Dana Lyn is one of New York’s most captivatingly protean violinists. She leaps between Irish music, classical and jazz and makes it seem effortless. She’s also one of the most relevant composers around. Her previous album Mother Octopus was a trippy, shapeshifting musical parable about oceanic eco-disaster. Guitarist-keyboardist Kyle Sanna is just as eclectic, moving from Irish and Middle Eastern music to indie classical, jazz and the artsier side of rock. The latest release by the two musicians’ duo project, is the Coral Suite, streaming at Bandcamp. It’s a more spare yet lingering and resonant exploration of the vanishing world of coral reefs. Catchy as it is, it’s hard to pin down: there’s baroque elegance and Celtic plaintiveness in Lyn’s alternately wistful and vibrantly lyrical phrasing, anchored by Sanna’s subtle, methodical acoustic work.
Lyn begins the first part of the suite solo with a bittersweet ballad theme, then Sanna makes his entrance and the the two build stately, pointillistic ambience. They shift to a punchy reel of sorts, which in turns morphs into a hypnotic waltz, violin flitting and then soaring over terse, enigmatic chordal guitar varations. The two reharmonize the first reel theme, which leads to another, the multitracks growing more lush. Sanna’s deep-space, delta blues-tinged slide work closes the first section.
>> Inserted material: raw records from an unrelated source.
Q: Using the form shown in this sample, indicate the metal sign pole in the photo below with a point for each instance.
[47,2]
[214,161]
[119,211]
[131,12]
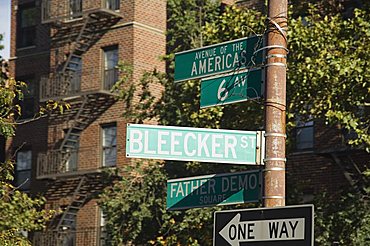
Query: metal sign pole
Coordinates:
[275,104]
The duo begin part the epic, 27-minute second half with slow, hazy, Debussy-esque wave motion, then develop an increasingly lively Irish open-road (or for that matter, open-sea) melody. Echoes of acoustic Fairport Convention – imagine a particularly bright Dave Swarbrick solo – eventually lead to another waltz, a joyous line dance and then more waves.
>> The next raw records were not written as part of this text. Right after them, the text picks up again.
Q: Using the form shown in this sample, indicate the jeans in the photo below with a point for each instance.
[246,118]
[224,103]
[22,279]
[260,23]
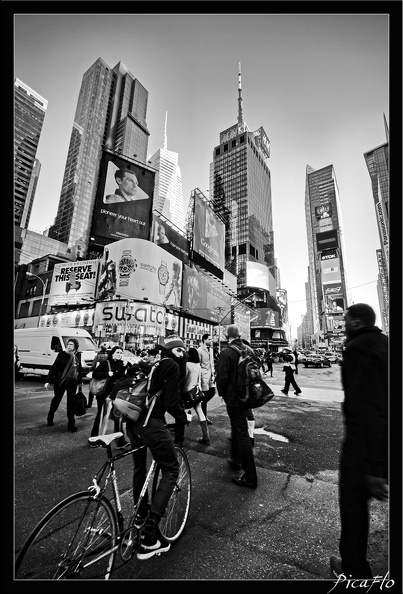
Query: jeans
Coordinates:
[354,513]
[70,388]
[241,447]
[161,444]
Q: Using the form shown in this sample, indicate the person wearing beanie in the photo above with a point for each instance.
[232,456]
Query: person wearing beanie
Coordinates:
[159,440]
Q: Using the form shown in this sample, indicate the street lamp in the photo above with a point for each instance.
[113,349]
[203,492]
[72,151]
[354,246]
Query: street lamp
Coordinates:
[43,294]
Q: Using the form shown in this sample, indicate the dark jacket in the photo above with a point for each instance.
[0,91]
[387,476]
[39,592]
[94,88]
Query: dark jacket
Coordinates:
[56,371]
[102,371]
[226,372]
[365,382]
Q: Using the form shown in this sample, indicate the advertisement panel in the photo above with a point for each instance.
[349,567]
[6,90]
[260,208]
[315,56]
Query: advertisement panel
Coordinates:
[69,319]
[258,276]
[264,317]
[139,269]
[323,211]
[137,318]
[327,240]
[168,239]
[282,301]
[330,270]
[124,199]
[208,234]
[73,282]
[202,299]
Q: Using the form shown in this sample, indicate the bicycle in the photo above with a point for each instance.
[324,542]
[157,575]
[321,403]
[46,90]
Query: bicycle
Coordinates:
[80,537]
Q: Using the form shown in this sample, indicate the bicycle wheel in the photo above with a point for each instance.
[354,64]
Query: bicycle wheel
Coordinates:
[75,540]
[174,520]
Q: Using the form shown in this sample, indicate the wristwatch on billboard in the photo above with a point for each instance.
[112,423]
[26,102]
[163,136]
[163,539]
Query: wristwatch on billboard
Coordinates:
[126,266]
[163,276]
Sanna makes a gorgeous, poignant Renaissance theme out of that last waltz. From there, the music grows from a tightly strolling intertwine, goes flying through another reel, then recedes to a spare pizzicato interlude. The two take it out with a gently tidal wash of atmospherics.
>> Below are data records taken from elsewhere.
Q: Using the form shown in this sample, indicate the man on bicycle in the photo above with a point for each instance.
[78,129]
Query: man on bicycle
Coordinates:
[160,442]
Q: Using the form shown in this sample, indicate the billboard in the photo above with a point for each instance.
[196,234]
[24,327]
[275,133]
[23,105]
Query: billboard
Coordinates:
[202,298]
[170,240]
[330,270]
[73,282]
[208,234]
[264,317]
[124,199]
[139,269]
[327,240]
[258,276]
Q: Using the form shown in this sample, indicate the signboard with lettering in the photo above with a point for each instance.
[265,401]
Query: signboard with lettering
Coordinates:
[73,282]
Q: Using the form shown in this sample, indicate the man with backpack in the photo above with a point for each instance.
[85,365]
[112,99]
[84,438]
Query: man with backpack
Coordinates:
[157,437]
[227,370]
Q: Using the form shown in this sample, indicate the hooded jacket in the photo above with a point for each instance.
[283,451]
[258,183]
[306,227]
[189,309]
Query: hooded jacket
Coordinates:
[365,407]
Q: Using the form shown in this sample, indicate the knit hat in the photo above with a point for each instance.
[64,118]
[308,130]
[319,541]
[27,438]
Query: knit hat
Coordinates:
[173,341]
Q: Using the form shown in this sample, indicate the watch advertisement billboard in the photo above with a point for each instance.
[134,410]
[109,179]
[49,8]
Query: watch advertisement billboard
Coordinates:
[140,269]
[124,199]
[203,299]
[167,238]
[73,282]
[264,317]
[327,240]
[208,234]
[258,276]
Lyn’s next New York gig is on July 11 at around 9 PM at Happy Lucky No. 1 Gallery, where she’s playing with pianist JP Schlegelmilch, a similarly diverse artist who may be best known as the not-so-secret weapon in Hearing Things – the missing link between the Doors and the Ventures – but has also released the only album of solo piano arrangements of Bill Frisell works. Rising star tenor saxophonist Anna Webber opens the night, leading a chordless trio at 8. Cover is $20.